Entré a primero básico a un colegio de nombre LEA (Liceo Experimental Artístico), que estaba a una cuadra de mi block. Acostumbrada a compartir una sala con 15 a 20 compañeros, llego a un curso de 40 individuos que parecían de cualquier curso superior menos de primero. La profesora insiste en mi bajo tono de voz y mi estado estático en cada una de las clases. Es que yo iba al colegio a estudiar, nunca me acerqué a conversar con nadie, y ellos en los recreos no jugaban como en Talcahuano.
Tuve sólo un amigo, se sentaba conmigo y me prestaba sus lápices. Me uní al grupo de música y finalicé el semestre tocando flauta ante todo el colegio.

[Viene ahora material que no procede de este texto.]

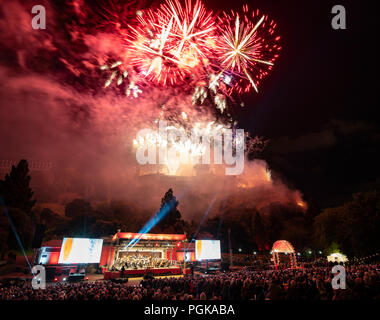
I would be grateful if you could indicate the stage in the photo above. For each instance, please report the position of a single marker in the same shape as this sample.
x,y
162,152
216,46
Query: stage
x,y
141,272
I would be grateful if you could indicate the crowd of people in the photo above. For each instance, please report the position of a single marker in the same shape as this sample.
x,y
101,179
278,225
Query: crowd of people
x,y
314,283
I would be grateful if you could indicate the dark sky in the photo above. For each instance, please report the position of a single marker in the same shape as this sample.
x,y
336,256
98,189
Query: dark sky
x,y
318,106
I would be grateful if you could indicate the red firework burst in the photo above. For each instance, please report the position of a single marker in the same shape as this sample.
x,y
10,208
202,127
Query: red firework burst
x,y
174,42
247,47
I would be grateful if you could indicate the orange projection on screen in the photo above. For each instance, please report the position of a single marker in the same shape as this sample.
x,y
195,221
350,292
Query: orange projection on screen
x,y
67,248
199,248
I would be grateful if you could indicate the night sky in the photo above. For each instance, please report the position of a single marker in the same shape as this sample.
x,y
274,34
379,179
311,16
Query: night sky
x,y
318,107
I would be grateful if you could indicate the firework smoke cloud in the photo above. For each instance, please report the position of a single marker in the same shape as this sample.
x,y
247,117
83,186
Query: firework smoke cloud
x,y
77,93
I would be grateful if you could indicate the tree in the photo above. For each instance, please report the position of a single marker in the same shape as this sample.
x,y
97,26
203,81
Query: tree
x,y
169,217
353,226
259,232
15,189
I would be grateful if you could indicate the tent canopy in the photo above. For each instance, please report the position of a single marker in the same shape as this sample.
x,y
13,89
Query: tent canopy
x,y
337,257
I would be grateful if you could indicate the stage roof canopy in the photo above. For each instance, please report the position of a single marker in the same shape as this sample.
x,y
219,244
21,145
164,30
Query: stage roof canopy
x,y
149,236
282,246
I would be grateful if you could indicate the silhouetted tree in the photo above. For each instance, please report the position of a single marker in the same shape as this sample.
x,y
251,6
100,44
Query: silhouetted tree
x,y
169,217
353,226
15,188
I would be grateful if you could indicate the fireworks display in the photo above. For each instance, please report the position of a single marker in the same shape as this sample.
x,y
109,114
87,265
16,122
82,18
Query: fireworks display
x,y
189,46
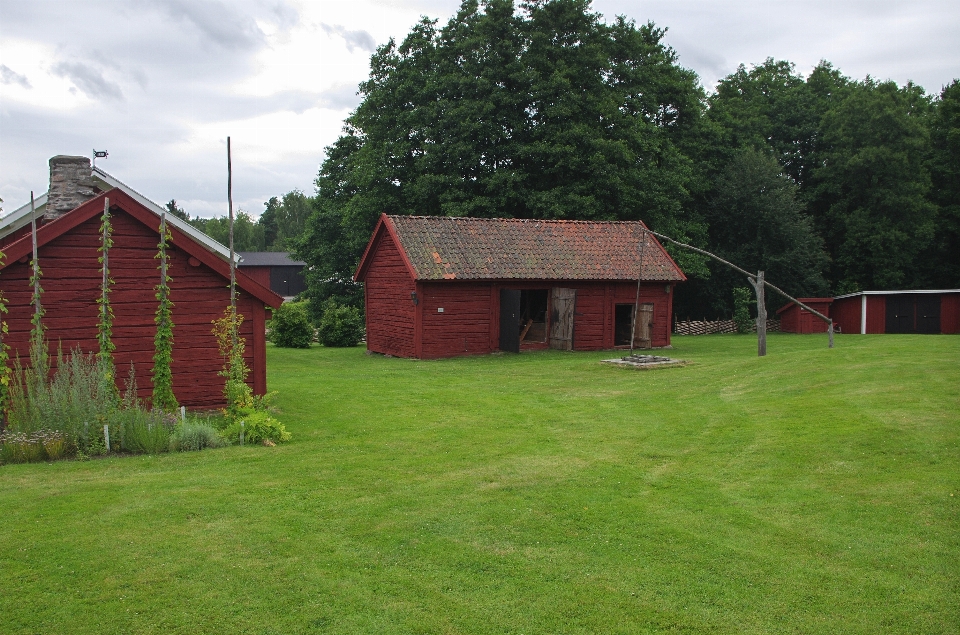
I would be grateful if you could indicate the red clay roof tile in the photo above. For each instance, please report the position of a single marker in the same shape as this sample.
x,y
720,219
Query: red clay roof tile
x,y
441,247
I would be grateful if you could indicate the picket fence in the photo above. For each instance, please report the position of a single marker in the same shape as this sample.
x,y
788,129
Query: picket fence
x,y
706,327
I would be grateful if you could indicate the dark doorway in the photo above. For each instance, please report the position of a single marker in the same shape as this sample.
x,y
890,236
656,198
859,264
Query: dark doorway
x,y
623,318
928,313
509,320
900,310
533,315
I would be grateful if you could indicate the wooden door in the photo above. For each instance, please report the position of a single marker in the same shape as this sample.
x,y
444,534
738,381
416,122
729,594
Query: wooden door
x,y
900,310
643,326
510,320
928,313
563,303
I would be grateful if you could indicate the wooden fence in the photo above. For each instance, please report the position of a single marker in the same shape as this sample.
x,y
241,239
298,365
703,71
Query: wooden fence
x,y
706,327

Pero mi verdadera personalidad la explotaba en las mañanas, mientras mi madre hacía el correspondiente aseo del hogar, yo prendía la radio, cepillo de pelo en mano, y hacía mi show. El departamento tenía un balcón que daba hacia el estacionamiento, entonces como nadie paseaba por ahí, era el lugar apropiado para cantar sin miedo ni vergüenza. Pero una mañana mi madre me obliga a acompañarla al Banco, y mientras la atendían yo cantaba mis canciones de siempre pero en silencio, porque claro, no estaba en mi casa, ni menos en mi balcón. Y de pronto la señora que atendía a mi madre me pregunta:
Ah, tu eres la niña que canta todas las mañanas canciones de Ricardo Arjona?, - y yo con mi mentón en el mesón y los pies estirados le digo ? Si, ¿se escucha muy fuerte? No se preocupe no lo hago más. Mamá ¿vamos?
Fue uno de esos momentos en los que recuerdo la cantidad de canciones que canté y el volumen o timbre de voz que le apliqué a cada una. Entonces decidí cambiar mi hobbie y dedicarme a jugar fútbol con mi hermano en el estacionamiento del departamento. Decisión que nos costó la rabia y odio de un vecino anciano amargado al que le molestaba profundamente el sonido del balón chocando contra la muralla, por lo que decidimos cambiar el juego y dedicarnos a armar caminos con palos de fósforo para los autos que él tenía.
Los fines de semana eran escalofriantes. Padre y madre adquirieron la costumbre de ir todos los sábados por la mañana a la feria, donde yo tomada de la mano de ella miraba a los hombres pestilentes, barbones, mal aseados y gritones con miedo porque mi mamá no estaba preocupada de mí, sino del kilo de zanahorias que estaba comprando. Era demasiada gente extraña junta, pero nunca tan desagradable como el ir todos los domingos al puerto pesquero. Y es que si en la feria había gente mal aseada y hedionda, en el mercado era el caos. Ellos (papá y mamá) nunca entendieron mi temor, pero para mi era lo peor del fin de semana. Después llegábamos a la casa y almorzábamos viendo los goles de Iván Zamorano que jugaba por el Real Madrid y había sido elegido Pichichi de la temporada. En la tarde mientras mis padres dormían yo y mi hermano preparábamos un delicioso picnic que consistía en un vaso de bebida (la bebida era el privilegio del fin de semana), una porción de chocapic, pan con manjar, y chocolate.
Y viendo monitos animados éramos los hermanos más felices y amigables que mis padres jamás han visto, lástima que no estaban despiertos para presenciarlo porque eran ocasiones dignas de recordar.
Finalmente sucede lo que por esos años siempre se veía venir, y mi papá encuentra trabajo en una planta de Ácido Sulfúrico en Tocopilla ?ciudad ubicada a tres horas al norte de Antofagasta- había recién empezado el Segundo Básico en mi colegio habitual cuando me lo dicen y me da prácticamente lo mismo. A mi me importaba jugar, la ciudad donde lo hiciera daba lo mismo.